History
The origins of the Belmont Forum can be traced back to 1990, when an informal forum of agencies supporting environmental global change research founded the International Group of Funding Agencies for Global Change Research (IGFA).
In 2009, the IGFA was officially established as the Belmont Forum, integrated by funding organizations, international science councils, and regional consortia. Since its inception, the Belmont Forum members agreed on an annual contribution (financial or in-kind), which has remained consistent over time.
According to Timothy Kileen, President of the University of Illinois System, one of the Belmont Forum founders, the goal was to build a historic enterprise linking the global south and north with the aim of addressing critical issues and human capital development.
The Forum was started by 15 of the top countries doing global change research collaboration, emphasizing the natural and social sciences, the solution capacity, and the co-design, as a funding vehicle insistent upon the highest levels of peer review for the projects and proposals characterized by a solution perspective.
The leaders then agreed on the Belmont Challenge [ADD LINK], a document created to guide scoping workshops, the Collaborative Research Actions (CRAs), the international
advanced peer review.
The Belmont Forum now operates in a neutral environment to ensure equity in participation and decision-making. It welcomes new members and partner organizations from the global scientific community committed to helping fulfill the Belmont Challenge [LINK TO BE ADDED]
Global Action
To date, the Belmont Forum has launched 23 Collaborative Research Actions (CRAs), also known as calls for proposals.
Through them, members and partners have supported 177 multilateral, transdisciplinary projects addressing key environmental change issues from freshwater security and coastal Vulnerability to food security, land use change, and climate predictability, among others.
Belmont Forum members and partners have mobilized over 200 million euros to these projects.
A key Belmont Forum achievement is its ability to foster international collaborations in which participants from the global south and north work in different configurations to advance and share knowledge about global environmental change.

Key Milestones
These are some significant dates and achievements in the history of the Belmont Forum:
2009
The Belmont Forum was established as a partnership of funding organizations, international science councils, and regional consortia committed to the advancement of transdisciplinary science.


2009 - 2015
The Belmont Forum launched its first five Collaborative Research Actions (CRAs) or calls for proposals focused on critical areas such as Coastal Vulnerability and Freshwater Security.
2014
The Belmont Forum launched www.bfgo.org, a portal for the submission of CRA proposals, ad hoc reviews, panel summaries, and annual reports from supported projects.


2015
A permanent Secretariat was established under the auspices of the French National Research Agency (ANR).
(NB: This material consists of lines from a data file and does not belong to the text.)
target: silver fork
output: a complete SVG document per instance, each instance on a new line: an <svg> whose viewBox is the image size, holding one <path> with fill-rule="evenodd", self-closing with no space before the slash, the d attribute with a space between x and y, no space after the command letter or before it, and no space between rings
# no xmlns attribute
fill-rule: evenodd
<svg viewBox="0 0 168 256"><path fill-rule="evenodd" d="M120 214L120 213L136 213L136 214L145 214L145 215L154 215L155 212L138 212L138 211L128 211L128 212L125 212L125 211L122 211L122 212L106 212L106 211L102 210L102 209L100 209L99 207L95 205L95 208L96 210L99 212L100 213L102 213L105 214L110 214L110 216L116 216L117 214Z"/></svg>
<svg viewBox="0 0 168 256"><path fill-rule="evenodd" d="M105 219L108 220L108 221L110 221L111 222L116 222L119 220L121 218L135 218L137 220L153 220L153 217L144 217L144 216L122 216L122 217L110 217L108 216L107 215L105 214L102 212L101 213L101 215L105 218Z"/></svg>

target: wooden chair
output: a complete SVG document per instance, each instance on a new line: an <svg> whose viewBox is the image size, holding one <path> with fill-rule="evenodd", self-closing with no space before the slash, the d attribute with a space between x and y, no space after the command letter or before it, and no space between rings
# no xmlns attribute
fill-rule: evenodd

The Data Policy and Principles were adopted as part of a broader Community Strategy and Implementation Plan.
2018
The Secretariat moved to Montevideo, Uruguay, under the auspices of the Inter-American Institute for Global Change Research (IAI).


2024
The Belmont Forum launched its first AI-enabled multilingual call for proposals, the Africa Regional Call (ARC), which allows proposals in multiple languages and opens opportunities to more people around the globe.
2024
The Secretariat relocated to Panama City, Panama, marking a new
chapter in its commitment to supporting global research.